Senator Bill Bradley Launches National Initiative to Reduce Youth-on-Youth Gun Violence

Newark, N.J. -- On Friday, August 23, 1996, Senator Bill Bradley (D-NJ) met with New Jersey doctors, young people, and community leaders to publicize and discuss a national initiative, the Student Pledge Against Gun Violence and the Day of National Concern about Young People and Gun Violence, to take place on November 6, 1997.

Senator Bradley is the original sponsor of Senate Resolution #282 designating November 6, 1997 as the Day of National Concern about Young People and Gun Violence and calling for national distribution, on that day, of a Student Pledge. The Pledge asks participating students to sign a voluntary promise that they will never carry a gun to school, never resolve a dispute with a gun, and try to use their influence with their friends to keep them from resolving disputes with guns.

Forty-two Democrats and forty Republicans in the Senate joined Senator Bradley in sponsoring Senate Resolution 282, which passed the Senate by unanimous consent before the August recess. Endorsing organizations include the AFT, the NEA, the Council of the Great City Schools, the National School Boards Association, the National Association of Secondary School Principals, and the National PTA. Sponsors from across the polical spectrum are united in their wish to empower young people to reverse the ravages of gun violence by connecting them with milllions of other young people making the same decisions at the same time.

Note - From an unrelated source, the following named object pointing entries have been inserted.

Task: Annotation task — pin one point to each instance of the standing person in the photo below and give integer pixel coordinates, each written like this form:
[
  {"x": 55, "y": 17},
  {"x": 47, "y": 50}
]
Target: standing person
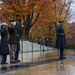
[
  {"x": 46, "y": 41},
  {"x": 61, "y": 40},
  {"x": 12, "y": 40},
  {"x": 18, "y": 41},
  {"x": 4, "y": 43}
]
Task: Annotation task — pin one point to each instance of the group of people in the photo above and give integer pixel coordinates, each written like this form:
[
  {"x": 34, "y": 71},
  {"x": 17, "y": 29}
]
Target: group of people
[{"x": 10, "y": 45}]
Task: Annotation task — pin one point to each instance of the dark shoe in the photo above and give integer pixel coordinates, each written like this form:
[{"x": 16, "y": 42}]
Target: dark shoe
[
  {"x": 12, "y": 62},
  {"x": 4, "y": 63},
  {"x": 61, "y": 57},
  {"x": 18, "y": 60}
]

The Pledge was developed by Senator Bradley and Mary Lewis Grow, Project Director of the Student Pledge Against Gun Violence, who first met and talked about this initiative in a Senate hallway two years ago. "Violence is the sum total of individual decisions," says Bradley, "and reversing the violence will occur individual decision by individual decision. This initiative will foster and support those life-saving individual decisions."